I contratti provinciali sono stati disdettati ormai un anno fa e le relative piattaforme presentate alle controparti territoriali di CIA, Confagricoltura e Coldiretti a novembre 2023 dopo diversi incontri, al momento fotografano una situazione completamente bloccata, in modo particolare per quanto riguarda l’incremento salariale.
I numeri del settore in Emilia-Romagna
In Emilia-Romagna sono circa 80.000 i lavoratori agricoli. Complessivamente sviluppano oltre 8 milioni di giornate lavorate. La maggioranza di loro è assunta con contratti precari, stagionali o a tempo determinato. I contratti provinciali di lavoro per gli operai agricoli sono di fatto contratti di primo livello, con materie di carattere normativo e retributivo demandate direttamente al Contratto collettivo nazionale di lavoro di settore.
“Nel rispetto del modello contrattuale agricolo – si legge in una nota sindacale unitaria – lo scorso ottobre le organizzazioni sindacali e le associazioni datoriali nazionali hanno raggiunto, dopo una complicata trattativa, un’intesa con lo scopo di tutelare i salari dei lavoratori con il recupero del differenziale inflattivo per il biennio 2022/23”.
"Tra le varie soluzioni, a tutela del potere d’acquisto e tenuto conto degli indici inflattivi previsti, è stato concordato un incremento del 3,5% del salario, da aggiungere agli aumenti retributivi che le parti avrebbero definito proprio nella fase di rinnovo dei contratti provinciali agricoli, partendo inoltre dal fatto che nel biennio di riferimento l’indicatore IPCA è pari al 3,9%. Oggi tale aumento, a livello territoriale, sembra essere addirittura disconosciuto dalle controparti agricole”.
A questo punto, Fai Flai e Uila regionali si chiedono se il modello contrattuale
agricolo, che in questi anni ha comunque dato risposte normative e salariali alle lavoratrici e ai lavoratori del settore primario, tenendo anche conto delle specificità territoriali, sia messo in discussione dalle stesse organizzazioni professionali agricole.
“L’Emilia-Romagna è la Regione del Patto per il clima e il lavoro, firmato da tutte le parti sociali, comprese quelle del settore primario, alle quali rammentiamo non solo il rispetto dei contratti, ma anche il loro rinnovo”.

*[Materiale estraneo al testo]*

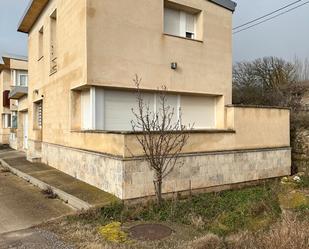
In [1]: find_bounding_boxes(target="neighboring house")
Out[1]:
[18,0,291,199]
[0,55,28,150]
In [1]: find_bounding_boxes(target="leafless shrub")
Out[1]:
[131,76,191,204]
[42,186,58,199]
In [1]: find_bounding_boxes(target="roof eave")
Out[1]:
[209,0,237,12]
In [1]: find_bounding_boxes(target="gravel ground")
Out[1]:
[0,229,74,249]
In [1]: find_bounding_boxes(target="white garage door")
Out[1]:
[104,90,154,131]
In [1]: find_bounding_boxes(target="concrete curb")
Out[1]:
[0,159,93,210]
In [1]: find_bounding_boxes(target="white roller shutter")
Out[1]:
[104,90,154,131]
[81,90,92,130]
[181,96,216,129]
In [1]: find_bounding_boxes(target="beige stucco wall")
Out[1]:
[29,0,232,155]
[0,69,11,144]
[125,107,290,157]
[87,0,232,104]
[29,0,87,160]
[10,59,28,71]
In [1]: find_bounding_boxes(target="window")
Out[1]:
[34,101,43,129]
[12,111,18,129]
[38,27,44,60]
[13,70,28,86]
[50,10,57,74]
[81,87,216,131]
[2,113,11,129]
[181,96,216,129]
[164,7,197,39]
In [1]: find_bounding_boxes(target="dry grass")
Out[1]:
[228,214,309,249]
[44,212,309,249]
[182,213,309,249]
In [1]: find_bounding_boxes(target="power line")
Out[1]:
[233,0,303,30]
[233,1,309,35]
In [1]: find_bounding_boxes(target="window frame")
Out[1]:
[163,4,203,42]
[49,9,58,76]
[80,87,217,132]
[2,113,12,129]
[38,26,44,61]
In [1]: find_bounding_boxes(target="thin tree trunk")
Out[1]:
[154,173,163,205]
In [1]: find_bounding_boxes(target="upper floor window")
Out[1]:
[164,7,197,39]
[2,113,11,129]
[13,70,28,86]
[50,10,57,74]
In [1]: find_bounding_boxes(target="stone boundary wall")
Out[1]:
[42,143,291,200]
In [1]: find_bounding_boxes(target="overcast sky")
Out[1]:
[0,0,309,61]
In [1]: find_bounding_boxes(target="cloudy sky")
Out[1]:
[0,0,309,61]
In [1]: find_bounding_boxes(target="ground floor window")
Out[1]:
[34,101,43,129]
[2,113,11,129]
[80,87,216,131]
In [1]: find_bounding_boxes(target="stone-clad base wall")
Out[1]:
[124,148,291,199]
[42,143,291,199]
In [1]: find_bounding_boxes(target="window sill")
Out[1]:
[71,129,235,135]
[163,33,204,43]
[49,70,57,76]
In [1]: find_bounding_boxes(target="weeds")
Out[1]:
[71,184,281,236]
[0,166,11,173]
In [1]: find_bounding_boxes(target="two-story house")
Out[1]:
[0,55,28,150]
[18,0,291,199]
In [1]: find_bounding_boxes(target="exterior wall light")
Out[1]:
[171,62,178,70]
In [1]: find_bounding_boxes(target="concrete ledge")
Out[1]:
[0,159,93,210]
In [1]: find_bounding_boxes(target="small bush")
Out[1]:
[42,187,58,199]
[99,222,128,243]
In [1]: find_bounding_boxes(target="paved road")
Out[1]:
[0,229,74,249]
[0,168,73,249]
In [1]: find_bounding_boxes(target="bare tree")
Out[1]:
[294,57,309,82]
[131,76,191,205]
[233,57,306,111]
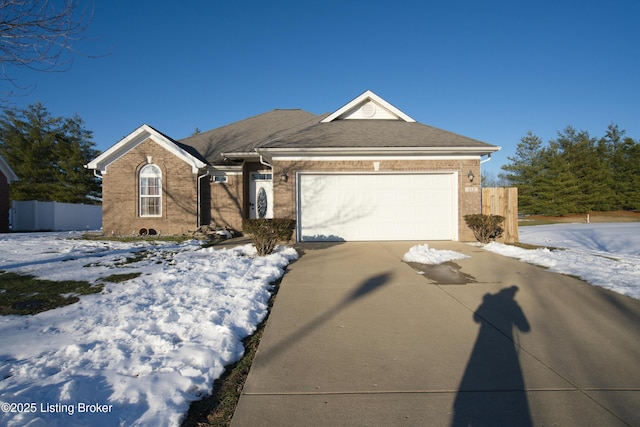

“Ricordiamo – continuano Fai, Flai e Uila – che le organizzazioni sindacali sono sempre state interlocutori attenti alle problematiche del settore, al punto di condividere all’interno del piano di sviluppo rurale punteggi premianti nei bandi per le aziende che risultano iscritte alla Rete del Lavoro di Qualità, senza però prioritariamente dimenticare di tutelare il lavoro e la fatica di migliaia di lavoratrici e lavoratori del settore primario emiliano romagnolo”.
Gli ultimi anni hanno visto una crescente difficoltà a reperire manodopera agricola, in particolare quella più altamente specializzata, a causa anche di una scarsa attrattiva del settore, denunciano i sindacati. Che restano convinti che “una adeguata risposta normativa e salariale, attraverso il rinnovo dei contratti di lavoro, possa dare il giusto impulso per tutto il settore, fatto di produzioni di qualità che però devono conseguentemente riconoscere giuste retribuzioni ai
lavoratori”.
Per questi motivi Daniele Saporetti, Cristiano Pistone e Sergio Modanesi di Fai Cisl, Flai Cgil e Uila Uil regionali, auspicano una ripresa tempestiva delle trattative e “una convergenza sul tema importantissimo del salario che deve dare le necessarie risposte alle donne e agli uomini che lavorano in questo settore e che, con il proprio sudore, garantiscono i prodotti che poi arrivano sulle tavole rispetto a quanto finora insufficientemente proposto dalle associazioni datoriali”.